The company’s founder and CEO, Trevor Davis, said the analysis was based on a “fire hose” of internal data Twitter provided to Musk, but the company did not provide additional data requested by Musk’s team. Rejected.
“We hope that access to withheld data will reveal that true spam rates are even higher,” Davis said in a prepared statement.
As a celebrity user with over 110 million followers, Musk has long been obsessed with Twitter spambots promoting cryptocurrency schemes. Some scammers have even opened accounts mimicking Musk’s name and likeness in an attempt to trick people into thinking he’s endorsing something.
Not all bots are bad. Twitter encourages the use of automated accounts that post weather, earthquakes, or lines of humor or classic literature. Twitter also allows anonymity, which protects free speech and privacy. Especially in autocratic regions. But that approach can make it harder to eradicate malicious fake accounts.
Ferrara first came to Twitter’s attention after it emerged in 2016 that Russia used social media to interfere in the US presidential election. It was when he led a research group that he estimated that 15% of his 9% of active English-language accounts on Twitter were bots.

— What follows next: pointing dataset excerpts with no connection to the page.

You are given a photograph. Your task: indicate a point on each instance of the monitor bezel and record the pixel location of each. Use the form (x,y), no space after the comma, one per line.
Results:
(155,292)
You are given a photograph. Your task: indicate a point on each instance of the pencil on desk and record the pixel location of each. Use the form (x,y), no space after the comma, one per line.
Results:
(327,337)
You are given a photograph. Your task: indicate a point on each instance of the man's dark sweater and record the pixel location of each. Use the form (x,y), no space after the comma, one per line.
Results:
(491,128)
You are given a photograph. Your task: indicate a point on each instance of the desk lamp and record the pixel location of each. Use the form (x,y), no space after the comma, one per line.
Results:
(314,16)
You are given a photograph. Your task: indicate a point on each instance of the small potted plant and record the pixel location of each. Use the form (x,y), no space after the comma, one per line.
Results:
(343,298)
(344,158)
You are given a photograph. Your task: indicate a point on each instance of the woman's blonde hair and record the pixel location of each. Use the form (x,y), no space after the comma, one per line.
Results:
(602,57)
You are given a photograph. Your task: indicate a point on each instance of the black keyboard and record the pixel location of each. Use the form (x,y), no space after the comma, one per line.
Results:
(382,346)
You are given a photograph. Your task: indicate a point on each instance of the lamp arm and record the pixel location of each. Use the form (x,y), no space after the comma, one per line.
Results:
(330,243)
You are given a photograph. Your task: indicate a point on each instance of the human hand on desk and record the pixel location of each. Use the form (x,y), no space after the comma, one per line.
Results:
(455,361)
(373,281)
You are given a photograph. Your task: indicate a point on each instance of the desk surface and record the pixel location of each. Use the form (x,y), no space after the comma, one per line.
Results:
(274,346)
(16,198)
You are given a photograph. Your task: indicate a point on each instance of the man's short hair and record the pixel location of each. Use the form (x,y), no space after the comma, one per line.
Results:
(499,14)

In a blog post soon after, Twitter complained that such external research was “often inaccurate and methodologically flawed.” The company has repeatedly reported figures below 5% in its quarterly reports to the Securities and Exchange Commission, but warns that it could be higher.
Before the Musk acquisition, Twitter said it removed 1 million spam accounts every day. To calculate the number of accounts that are malicious spam, Twitter uses both public and private data, such as IP addresses, phone numbers, location information, and what happens when an account is active. Review thousands of randomly sampled accounts.

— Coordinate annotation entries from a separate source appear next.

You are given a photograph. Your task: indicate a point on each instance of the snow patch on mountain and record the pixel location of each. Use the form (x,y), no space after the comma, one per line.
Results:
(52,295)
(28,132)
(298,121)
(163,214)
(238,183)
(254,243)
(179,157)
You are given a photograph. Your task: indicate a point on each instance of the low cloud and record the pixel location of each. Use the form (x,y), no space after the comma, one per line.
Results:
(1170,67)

But over the past few months, Musk and Twitter have been battling over that methodology. Twitter uses a metric called mDAU for monetizable daily active usage.
“This is literally the metric they invented. You can’t contrast or compare that metric to any other service,” Ferrara said.
When Musk first publicly asked questions about the number of bots after agreeing to buy the company, Cyabra, another Israel-based company, said it had an answer.
“The elusive number you’re looking for…we have it. It’s 13.7%,” the company tweeted on May 17, referring to Musk’s Twitter handle to get his attention. flagged.
Cyabra’s machine learning technology scans dozens of social media profiles to track behavioral patterns and try to find those behaving like humans. Guesswork like that can go awry, but the tweet caught the attention of people close to Musk, if not billionaires.
Cyabra CEO Dan Brahmy said the company began working with Musk’s campaign by the end of May. Whatever the true count, he said it would not be an easy problem to solve.
“Some bots are definitely villainous,” says Brahmy. “The trade-off is between having very high sign-up standards and information security, and being very open-minded in a way, promoting free speech and creativity.